[Qwen3] Qwen3 MoE initial support #1685

wwwjn · 2025-09-05T21:04:54Z

As Qwen3 dense model and MoE model share a lot of common parts (eg, Attention), I added MoE module on top of Qwen3 dense model.

Initial verification with FSDP=8, EP=2

jthomy · 2025-09-05T23:14:06Z

Great to see!
I was about to open a PR with a Qwen3 MoE implementation I have, but happy to see it here as well (it is similar, except that it uses the RoPE implementation with complex numbers and has a state dict adapter from/to hf).
Looking over the code, I see that the MFU implementation still needs to take into account the sparse activations.
Are you interested in adding sequence packing support as well?
If not, I also have an implementation for flash attention with sequence packing using the flash_attn_varlen_func and could open a PR on it, but I am not sure if the torchtitan repo wants to stick with flex attention only.

tianyu-l · 2025-09-05T23:41:00Z

@jthomy
IIUC these are two separate questions

Looking over the code, I see that the MFU implementation still needs to take into account the sparse activations.
Are you interested in adding sequence packing support as well?

We do have sequence packing / document masking support in torchtitan using FlexAttention, which can (and should) be added to Qwen MoE. cc @wwwjn
The MFU computation is more of following convention, lol.

If not, I also have an implementation for flash attention with sequence packing using the flash_attn_varlen_func and could open a PR on it, but I am not sure if the torchtitan repo wants to stick with flex attention only.

There used to be discussions on this. IIRC the worry was around supporting flash_attn_varlen_func with CP? Even if we support flash_attn_varlen_func, IMO that should go into pytorch SDPA instead of into torchtitan directly.

cc @fegin @drisspg

vwxyzjn · 2025-09-06T02:38:44Z

@jthomy quite curious about your implementation as well. Especially the hf state dict adapter. Would you mind sharing your branch?

jthomy · 2025-09-08T16:32:59Z

@vwxyzjn sure, I made a draft pull request here, feel free to have a look: #1688
Let me know if there's anything I can help with.
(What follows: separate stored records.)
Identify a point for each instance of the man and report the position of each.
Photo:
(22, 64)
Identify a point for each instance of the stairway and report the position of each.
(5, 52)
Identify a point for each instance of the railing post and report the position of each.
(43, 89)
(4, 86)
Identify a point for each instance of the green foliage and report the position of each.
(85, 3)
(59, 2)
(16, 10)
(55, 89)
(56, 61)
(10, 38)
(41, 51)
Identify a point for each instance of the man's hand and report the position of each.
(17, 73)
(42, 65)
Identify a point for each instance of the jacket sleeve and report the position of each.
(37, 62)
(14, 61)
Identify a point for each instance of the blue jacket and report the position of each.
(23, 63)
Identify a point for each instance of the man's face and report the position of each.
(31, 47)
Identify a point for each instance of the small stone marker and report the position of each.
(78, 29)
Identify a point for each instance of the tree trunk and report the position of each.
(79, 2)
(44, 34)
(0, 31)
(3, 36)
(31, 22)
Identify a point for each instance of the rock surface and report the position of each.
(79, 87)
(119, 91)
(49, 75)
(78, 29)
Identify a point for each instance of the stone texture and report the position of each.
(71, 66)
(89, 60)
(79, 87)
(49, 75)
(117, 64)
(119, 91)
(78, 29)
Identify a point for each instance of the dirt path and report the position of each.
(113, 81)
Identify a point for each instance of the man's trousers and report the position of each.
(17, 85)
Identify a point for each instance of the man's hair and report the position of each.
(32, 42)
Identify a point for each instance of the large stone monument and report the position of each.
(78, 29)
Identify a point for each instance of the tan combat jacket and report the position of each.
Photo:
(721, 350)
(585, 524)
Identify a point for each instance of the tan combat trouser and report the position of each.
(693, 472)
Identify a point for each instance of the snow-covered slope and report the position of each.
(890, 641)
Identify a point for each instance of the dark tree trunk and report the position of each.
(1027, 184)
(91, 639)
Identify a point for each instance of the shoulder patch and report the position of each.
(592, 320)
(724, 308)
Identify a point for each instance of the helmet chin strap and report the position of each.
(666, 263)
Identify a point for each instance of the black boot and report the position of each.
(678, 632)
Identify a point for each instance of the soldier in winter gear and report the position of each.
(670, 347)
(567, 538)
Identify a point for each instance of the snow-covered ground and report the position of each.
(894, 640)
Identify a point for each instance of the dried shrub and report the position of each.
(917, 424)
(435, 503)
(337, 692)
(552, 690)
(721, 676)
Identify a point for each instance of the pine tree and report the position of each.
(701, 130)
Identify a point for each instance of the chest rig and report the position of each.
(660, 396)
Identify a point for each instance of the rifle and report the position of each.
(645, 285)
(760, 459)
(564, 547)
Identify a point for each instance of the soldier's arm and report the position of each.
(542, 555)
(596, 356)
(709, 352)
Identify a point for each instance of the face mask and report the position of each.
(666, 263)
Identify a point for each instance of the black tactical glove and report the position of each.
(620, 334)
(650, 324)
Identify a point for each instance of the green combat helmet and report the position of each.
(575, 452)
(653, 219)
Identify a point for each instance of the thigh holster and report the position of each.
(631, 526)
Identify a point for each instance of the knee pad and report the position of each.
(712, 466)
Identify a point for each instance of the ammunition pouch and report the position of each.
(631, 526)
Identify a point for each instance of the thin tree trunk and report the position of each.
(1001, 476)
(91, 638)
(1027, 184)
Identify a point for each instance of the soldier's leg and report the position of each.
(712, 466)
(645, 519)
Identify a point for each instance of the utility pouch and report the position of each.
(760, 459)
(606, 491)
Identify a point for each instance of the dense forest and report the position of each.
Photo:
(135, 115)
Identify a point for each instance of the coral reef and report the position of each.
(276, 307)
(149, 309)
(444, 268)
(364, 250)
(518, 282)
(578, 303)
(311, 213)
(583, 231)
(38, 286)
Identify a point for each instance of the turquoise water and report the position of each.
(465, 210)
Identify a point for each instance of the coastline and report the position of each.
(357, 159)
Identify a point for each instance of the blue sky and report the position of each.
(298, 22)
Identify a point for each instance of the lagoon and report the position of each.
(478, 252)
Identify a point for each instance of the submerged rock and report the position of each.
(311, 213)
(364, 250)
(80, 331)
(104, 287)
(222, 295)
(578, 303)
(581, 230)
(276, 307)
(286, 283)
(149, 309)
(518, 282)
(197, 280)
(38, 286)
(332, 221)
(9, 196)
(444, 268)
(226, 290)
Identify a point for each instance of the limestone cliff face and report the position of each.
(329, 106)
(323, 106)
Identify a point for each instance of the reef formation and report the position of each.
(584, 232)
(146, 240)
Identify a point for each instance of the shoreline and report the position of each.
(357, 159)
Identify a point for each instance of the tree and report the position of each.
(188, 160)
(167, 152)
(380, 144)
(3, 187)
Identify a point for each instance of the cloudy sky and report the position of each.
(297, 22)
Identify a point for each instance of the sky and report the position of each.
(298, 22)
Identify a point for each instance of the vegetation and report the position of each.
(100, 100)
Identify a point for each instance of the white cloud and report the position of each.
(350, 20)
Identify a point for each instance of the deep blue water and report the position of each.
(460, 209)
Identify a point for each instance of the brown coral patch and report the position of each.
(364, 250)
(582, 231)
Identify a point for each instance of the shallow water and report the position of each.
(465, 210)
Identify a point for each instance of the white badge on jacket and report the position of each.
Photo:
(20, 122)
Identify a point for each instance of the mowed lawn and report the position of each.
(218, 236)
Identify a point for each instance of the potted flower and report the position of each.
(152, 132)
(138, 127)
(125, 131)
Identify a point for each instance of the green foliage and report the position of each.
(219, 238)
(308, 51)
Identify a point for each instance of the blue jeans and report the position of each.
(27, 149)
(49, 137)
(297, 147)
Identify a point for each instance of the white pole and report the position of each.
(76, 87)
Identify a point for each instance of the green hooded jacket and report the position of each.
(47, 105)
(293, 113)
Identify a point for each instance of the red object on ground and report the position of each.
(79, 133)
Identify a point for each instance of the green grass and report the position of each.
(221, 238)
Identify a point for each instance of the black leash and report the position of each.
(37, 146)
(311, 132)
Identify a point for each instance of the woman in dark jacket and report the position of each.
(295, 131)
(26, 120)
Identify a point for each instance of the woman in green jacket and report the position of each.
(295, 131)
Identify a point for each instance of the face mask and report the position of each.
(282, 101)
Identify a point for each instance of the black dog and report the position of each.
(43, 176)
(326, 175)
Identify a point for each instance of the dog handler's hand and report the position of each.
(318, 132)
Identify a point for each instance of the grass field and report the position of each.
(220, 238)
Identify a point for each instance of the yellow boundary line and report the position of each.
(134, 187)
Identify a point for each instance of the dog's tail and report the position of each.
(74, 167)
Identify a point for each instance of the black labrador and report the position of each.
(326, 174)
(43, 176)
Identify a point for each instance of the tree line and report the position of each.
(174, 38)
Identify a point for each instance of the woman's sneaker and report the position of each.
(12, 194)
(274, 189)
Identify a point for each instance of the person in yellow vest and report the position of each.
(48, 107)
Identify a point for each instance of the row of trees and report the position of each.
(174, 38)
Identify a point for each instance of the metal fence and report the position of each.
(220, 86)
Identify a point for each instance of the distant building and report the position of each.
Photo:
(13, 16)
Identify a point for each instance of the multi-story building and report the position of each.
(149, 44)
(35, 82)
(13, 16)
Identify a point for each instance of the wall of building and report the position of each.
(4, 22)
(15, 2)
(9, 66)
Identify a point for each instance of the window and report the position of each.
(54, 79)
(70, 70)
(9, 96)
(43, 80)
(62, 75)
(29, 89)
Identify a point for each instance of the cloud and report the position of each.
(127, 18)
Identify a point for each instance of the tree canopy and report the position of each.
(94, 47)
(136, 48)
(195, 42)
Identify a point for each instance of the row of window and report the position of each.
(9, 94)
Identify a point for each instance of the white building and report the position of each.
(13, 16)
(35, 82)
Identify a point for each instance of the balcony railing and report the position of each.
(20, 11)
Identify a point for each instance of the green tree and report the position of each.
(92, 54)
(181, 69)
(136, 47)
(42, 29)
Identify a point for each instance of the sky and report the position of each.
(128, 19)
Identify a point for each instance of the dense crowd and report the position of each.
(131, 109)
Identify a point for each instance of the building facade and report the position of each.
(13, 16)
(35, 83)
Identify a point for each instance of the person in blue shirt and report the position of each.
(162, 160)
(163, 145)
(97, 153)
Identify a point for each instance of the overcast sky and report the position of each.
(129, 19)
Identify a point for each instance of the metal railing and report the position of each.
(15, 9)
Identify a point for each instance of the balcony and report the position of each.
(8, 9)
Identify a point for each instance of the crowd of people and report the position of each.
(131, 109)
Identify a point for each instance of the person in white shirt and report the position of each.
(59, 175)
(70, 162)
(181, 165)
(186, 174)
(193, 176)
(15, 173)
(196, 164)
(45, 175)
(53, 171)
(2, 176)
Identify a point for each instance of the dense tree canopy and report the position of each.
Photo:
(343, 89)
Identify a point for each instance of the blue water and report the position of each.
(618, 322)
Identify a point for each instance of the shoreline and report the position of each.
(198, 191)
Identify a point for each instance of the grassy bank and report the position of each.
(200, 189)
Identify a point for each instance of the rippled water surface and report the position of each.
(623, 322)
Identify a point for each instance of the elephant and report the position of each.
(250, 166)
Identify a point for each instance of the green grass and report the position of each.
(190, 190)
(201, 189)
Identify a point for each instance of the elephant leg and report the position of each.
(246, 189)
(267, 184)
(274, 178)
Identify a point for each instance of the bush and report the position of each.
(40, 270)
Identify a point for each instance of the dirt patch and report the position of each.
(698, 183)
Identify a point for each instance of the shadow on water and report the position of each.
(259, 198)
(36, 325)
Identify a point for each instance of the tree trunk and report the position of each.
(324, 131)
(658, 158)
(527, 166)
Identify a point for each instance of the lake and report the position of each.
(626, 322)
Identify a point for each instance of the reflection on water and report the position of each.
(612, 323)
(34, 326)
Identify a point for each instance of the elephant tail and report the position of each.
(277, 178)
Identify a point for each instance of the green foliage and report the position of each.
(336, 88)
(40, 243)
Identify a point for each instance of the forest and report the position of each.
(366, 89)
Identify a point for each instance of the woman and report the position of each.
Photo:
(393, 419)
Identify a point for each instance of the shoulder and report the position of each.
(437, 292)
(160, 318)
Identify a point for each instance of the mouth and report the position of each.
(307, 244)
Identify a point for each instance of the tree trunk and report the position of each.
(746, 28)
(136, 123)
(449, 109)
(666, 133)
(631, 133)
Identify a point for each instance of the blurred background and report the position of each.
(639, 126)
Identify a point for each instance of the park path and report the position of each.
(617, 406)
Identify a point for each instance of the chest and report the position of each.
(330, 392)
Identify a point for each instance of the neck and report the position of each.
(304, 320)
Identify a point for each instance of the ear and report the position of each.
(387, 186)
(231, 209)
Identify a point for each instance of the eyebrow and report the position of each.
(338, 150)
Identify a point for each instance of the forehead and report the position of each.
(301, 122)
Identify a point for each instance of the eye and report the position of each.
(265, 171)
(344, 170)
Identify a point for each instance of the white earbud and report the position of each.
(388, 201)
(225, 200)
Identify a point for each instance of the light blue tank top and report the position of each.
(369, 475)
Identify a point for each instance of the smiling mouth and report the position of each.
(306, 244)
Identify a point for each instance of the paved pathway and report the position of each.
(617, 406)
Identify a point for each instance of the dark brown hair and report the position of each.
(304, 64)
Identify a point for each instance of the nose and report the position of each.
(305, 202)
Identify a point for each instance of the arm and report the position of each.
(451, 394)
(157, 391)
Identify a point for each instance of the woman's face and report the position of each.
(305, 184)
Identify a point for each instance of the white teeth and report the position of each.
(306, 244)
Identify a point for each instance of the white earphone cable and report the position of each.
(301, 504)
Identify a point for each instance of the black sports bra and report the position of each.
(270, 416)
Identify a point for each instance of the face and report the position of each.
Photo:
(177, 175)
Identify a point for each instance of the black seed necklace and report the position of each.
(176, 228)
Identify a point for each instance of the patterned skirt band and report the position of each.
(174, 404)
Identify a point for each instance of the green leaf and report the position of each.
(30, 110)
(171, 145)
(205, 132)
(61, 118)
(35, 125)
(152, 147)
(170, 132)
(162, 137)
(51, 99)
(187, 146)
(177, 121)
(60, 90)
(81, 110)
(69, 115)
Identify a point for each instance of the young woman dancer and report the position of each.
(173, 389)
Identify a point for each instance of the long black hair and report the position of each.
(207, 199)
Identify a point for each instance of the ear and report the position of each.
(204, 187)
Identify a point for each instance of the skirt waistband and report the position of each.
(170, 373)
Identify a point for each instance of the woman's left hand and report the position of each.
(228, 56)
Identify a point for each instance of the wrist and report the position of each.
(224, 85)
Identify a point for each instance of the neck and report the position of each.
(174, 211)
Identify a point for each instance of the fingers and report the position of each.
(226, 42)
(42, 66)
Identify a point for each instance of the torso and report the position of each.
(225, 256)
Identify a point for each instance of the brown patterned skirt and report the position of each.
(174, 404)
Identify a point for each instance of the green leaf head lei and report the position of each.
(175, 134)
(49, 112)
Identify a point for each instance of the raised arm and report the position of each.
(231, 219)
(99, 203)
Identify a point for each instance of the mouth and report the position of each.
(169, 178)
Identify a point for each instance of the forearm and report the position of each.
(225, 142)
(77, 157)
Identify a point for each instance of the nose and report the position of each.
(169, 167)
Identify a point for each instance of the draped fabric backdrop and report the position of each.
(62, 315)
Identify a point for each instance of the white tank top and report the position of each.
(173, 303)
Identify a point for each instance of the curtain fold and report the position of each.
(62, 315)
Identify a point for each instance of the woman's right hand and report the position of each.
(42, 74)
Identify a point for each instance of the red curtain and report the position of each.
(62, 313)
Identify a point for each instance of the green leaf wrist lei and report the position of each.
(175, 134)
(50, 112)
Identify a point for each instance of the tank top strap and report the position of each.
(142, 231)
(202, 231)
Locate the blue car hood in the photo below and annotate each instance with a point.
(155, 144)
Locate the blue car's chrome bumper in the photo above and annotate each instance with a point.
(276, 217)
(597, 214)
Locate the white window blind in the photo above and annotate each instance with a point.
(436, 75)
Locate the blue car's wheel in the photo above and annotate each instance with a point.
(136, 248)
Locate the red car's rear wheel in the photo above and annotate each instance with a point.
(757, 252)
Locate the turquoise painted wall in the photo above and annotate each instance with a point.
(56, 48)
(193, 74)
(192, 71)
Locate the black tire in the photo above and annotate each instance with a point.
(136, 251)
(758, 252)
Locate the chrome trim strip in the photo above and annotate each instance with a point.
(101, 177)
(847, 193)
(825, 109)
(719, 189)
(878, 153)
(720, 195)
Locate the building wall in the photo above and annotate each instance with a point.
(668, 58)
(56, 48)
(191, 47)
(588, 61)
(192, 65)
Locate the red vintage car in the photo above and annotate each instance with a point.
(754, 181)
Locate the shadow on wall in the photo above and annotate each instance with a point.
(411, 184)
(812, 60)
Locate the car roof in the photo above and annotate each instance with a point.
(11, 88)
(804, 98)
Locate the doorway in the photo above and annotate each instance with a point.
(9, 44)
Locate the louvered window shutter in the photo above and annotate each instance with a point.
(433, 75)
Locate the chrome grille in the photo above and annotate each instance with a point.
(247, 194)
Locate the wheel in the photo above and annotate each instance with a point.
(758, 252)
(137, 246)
fegin · 2025-09-09T06:43:57Z

@jthomy FlexAttention has document masking implementation. The main blocker now is the composability with SAC, which we are working a workaround. As for SDPA version, @drisspg has prototyped a version, pytorch/pytorch#162326. There may be also change to how we provide these API calls due to the composability issues when enabling CP with FlexAttention. I can provide more detail later this week once I try out the proposal.

tianyu-l · 2025-09-10T03:42:24Z

torchtitan/experiments/qwen3/README.md

+    - Supports FSDP/HSDP, TP, DDP, EP.
+    - Supports AC, torch.compile.
+    - MoE models use Token Choice routing, which is using auxiluary-loss-free load balancing algorithm.
+    - [WIP] CP is not supported currently becase we used different RoPE embeding.


what's our status on this? why it works on dense by not MoE? I thought RoPE only matters in the Attention layer.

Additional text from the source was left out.